I've been using CMake.js for at least one project, and it works amazingly good! It only requires the cmake binary instead of relying on python which is a huge plus, I also prefer writing cmake files to gyp file to be honest...
https://github.com/cmake-js/cmake-js#why-cmake
I like gyp.js
because of the vision being self-hosted with installing node.js. I'm totally fine if node.js itself uses something else; but a big community win would be having gyp.js
Good Enough to build a majority of the node-gyp
projects.
@bnoordhuis I'm fine with compiling GYP files to CMake in addons, but I have no idea if this is possible in general.
IMO, gyp.js + ninja.js is more viable and as @jbergstroem said is self-hosted.
With Node.js v4 reaching End Of Life in two weeks, gyp.js
will be compatible with all supported Node versions! Maybe we could consider getting rid of the Python dependency. What is the status of this? Is there something I can do to help?
I wouldn't mind revisiting this if @indutny is up to it.
@indutny any chance we could revive this PR?
Of course. Anyone wants to pick it up from me? I haven't touched this code in months now.

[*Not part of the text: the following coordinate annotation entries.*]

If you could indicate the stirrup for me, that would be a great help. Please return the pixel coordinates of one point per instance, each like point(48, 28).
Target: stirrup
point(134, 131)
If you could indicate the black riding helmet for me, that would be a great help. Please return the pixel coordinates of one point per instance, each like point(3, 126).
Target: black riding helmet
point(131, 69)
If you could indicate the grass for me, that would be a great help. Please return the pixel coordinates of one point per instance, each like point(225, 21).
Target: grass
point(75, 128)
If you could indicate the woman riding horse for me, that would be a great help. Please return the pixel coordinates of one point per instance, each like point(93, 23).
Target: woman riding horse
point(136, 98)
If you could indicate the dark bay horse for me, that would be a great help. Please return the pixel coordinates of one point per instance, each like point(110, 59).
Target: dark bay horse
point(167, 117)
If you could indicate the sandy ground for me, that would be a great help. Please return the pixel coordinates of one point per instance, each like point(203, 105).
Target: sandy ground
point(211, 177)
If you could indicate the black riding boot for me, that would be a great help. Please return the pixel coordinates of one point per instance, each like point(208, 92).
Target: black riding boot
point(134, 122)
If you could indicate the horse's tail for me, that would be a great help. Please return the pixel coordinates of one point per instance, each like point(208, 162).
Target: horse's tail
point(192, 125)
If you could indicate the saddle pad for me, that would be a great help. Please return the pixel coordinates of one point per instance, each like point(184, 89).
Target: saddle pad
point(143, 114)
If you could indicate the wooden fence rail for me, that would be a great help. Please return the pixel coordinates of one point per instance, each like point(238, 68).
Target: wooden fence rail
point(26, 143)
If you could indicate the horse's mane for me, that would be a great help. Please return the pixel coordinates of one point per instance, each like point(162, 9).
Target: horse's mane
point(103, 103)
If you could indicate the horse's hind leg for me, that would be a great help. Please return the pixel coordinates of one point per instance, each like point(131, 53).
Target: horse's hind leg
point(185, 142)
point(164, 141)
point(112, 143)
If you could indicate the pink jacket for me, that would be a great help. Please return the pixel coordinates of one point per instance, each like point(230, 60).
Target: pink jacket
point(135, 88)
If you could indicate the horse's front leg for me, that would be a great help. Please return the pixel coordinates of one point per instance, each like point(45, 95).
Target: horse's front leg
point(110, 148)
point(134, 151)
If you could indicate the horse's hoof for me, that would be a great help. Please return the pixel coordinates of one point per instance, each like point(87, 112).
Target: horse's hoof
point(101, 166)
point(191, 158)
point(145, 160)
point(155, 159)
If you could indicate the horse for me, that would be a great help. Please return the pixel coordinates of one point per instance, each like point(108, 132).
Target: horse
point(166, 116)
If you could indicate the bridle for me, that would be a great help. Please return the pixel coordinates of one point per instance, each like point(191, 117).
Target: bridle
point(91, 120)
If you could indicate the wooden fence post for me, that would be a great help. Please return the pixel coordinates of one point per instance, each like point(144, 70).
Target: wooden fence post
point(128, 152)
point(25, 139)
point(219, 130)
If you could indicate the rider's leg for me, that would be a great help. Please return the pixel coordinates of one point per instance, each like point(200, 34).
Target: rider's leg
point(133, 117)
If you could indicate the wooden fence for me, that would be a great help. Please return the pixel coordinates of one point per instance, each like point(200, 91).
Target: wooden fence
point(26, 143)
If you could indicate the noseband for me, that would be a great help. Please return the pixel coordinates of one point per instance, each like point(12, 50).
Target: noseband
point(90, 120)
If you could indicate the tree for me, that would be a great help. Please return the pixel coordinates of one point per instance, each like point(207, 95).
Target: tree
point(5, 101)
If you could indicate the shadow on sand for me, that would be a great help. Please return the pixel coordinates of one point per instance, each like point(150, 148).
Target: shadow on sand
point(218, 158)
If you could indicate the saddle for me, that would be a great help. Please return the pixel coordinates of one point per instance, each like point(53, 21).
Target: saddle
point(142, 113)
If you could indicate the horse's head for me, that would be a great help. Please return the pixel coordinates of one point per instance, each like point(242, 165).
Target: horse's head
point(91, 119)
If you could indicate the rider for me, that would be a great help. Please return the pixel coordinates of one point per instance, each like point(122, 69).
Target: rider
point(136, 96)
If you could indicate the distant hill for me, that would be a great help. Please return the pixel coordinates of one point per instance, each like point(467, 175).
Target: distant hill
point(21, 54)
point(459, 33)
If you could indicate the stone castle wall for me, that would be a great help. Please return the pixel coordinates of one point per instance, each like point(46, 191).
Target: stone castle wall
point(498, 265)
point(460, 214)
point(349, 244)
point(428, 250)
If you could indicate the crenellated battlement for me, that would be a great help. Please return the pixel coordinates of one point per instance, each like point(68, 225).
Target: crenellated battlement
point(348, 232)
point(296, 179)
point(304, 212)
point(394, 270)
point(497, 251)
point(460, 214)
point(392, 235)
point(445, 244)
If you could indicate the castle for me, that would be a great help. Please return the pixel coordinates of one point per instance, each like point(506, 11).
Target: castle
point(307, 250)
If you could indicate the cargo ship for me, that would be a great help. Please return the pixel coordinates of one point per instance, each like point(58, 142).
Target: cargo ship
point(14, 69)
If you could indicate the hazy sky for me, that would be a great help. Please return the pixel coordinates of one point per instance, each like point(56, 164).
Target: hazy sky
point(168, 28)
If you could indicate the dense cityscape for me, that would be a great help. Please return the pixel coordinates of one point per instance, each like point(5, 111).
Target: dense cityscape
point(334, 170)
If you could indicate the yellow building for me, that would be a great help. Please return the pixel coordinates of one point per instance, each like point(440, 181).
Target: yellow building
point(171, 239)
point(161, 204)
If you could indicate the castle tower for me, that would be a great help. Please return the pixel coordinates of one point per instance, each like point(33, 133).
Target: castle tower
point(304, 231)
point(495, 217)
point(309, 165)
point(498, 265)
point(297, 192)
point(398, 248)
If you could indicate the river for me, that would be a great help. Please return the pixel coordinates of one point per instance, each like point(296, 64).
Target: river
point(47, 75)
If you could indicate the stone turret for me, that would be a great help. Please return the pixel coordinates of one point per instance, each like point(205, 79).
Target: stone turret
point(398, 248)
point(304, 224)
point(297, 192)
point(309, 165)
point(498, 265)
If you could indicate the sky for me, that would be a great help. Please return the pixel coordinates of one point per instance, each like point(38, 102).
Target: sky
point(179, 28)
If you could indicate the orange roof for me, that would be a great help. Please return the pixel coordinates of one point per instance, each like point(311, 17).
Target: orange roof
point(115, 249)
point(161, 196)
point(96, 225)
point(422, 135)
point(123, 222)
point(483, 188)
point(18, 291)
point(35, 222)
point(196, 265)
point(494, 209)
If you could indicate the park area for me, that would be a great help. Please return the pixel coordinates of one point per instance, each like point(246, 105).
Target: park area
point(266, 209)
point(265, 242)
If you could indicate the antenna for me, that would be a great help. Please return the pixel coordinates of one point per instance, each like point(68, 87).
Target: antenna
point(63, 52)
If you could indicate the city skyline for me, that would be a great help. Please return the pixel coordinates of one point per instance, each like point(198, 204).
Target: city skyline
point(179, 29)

I was thinking of picking this up again but only just realised that gyp.js requires ninja. I'm really not a fan of ninja simply because it's not commonly available. We're replacing a python dependency with a ninja dependency, that's arguably asking for more trouble because at least python is easy to fetch and install on every platform. We're going to have to get into the business of shipping ninja binaries like Chromium does. Maybe getting it beyond ninja is a reasonable task, but that's not a trivial amount of work.
There is ninja.js FWIW.
@indutny how mature is that? If I ship a node-gyp with --gypjs support, what's your rough % guess for how much of the current ecosystem is going to be able to successfully build without requiring additional tools (python, ninja, just make and c++)? I'm wondering how much investment I'm going to have to make if I take this on.
This is a very good question. Most addons have very simple (if not identical) configuration. gyp.js should handle it well out of box.
The only limiting factor is "python" support: https://github.com/indutny/gyp.js#reduced-python . gyp.js emulates some trivial python commands, but of course cannot do full python support.
Since we're the only remaining major user of GYP I suspect we'll be able to move the ecosystem to not depend on sophisticated python syntax in their gyp files. Maybe we could even move it to support some JavaScript if people really need advanced stuff in there.